10 KiB
DECNET 1.1 — RAM / Process-Footprint Release
Predecessor: v1.0.0. Theme: cut the fleet resident set from 2.57 GB → target ~1.0 GB
by paying the import floor once per process-group instead of once per worker.
Analysis & measurements: see improvements.md.
⚠️ Strategy correction (after C2 measurement)
Initial assumption: lazy imports would drop idle workers below the 86 MB floor → ~1.3 GB.
Measurement disproved this. All 25 CLI command modules transitively pull the SQLModel
ORM, and the 38 MB table chain is a hub: importing any one table loads the whole registry.
Most workers legitimately touch the DB, so they can't shed the ORM. Lazy registration only
helps the 2-3 genuinely DB-less workers (forwarder, listener, maybe bus).
Therefore consolidation is the PRIMARY lever, not the fallback.

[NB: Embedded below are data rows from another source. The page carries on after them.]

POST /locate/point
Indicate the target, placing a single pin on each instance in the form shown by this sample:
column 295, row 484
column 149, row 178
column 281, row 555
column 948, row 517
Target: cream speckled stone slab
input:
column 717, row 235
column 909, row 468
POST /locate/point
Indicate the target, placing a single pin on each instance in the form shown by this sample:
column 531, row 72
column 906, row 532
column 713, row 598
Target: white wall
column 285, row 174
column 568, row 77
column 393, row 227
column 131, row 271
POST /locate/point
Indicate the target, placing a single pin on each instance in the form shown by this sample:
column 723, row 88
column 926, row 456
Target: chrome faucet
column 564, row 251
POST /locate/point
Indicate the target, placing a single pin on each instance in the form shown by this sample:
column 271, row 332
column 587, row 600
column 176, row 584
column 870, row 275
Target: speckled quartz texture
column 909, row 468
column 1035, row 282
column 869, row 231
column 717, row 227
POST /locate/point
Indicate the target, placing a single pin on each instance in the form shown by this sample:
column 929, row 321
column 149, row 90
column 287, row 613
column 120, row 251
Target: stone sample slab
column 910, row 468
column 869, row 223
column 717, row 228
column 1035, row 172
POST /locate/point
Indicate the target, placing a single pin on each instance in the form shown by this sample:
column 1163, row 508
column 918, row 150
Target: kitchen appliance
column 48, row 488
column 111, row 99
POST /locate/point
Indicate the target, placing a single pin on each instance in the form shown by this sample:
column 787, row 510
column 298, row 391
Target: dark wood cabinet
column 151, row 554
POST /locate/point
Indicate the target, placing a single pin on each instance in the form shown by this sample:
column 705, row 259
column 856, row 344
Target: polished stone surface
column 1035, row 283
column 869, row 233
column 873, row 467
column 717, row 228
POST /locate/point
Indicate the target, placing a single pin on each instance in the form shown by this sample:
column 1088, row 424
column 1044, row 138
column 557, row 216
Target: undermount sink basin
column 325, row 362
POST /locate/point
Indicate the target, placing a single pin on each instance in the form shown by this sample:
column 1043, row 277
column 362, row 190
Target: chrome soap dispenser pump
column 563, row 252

Paying the 86 MB floor once for the idle herd (instead of ~8×) is the reliable ~600 MB win. C2/C3 stay as cheap hygiene and to let the DB-less workers actually skip the ORM, but they are no longer the headline.
Why
18 long-running workers, ~2.57 GB resident. ~1.5 GB of that is the same 86 MB import
floor paid 18×, not workload. The floor is import decnet.cli pulling the entire
SQLModel ORM + all 26 model tables into every worker, even ones that never touch the DB.
Root cause (pinned)
cli/__init__.py:22 from . import (... topology ...)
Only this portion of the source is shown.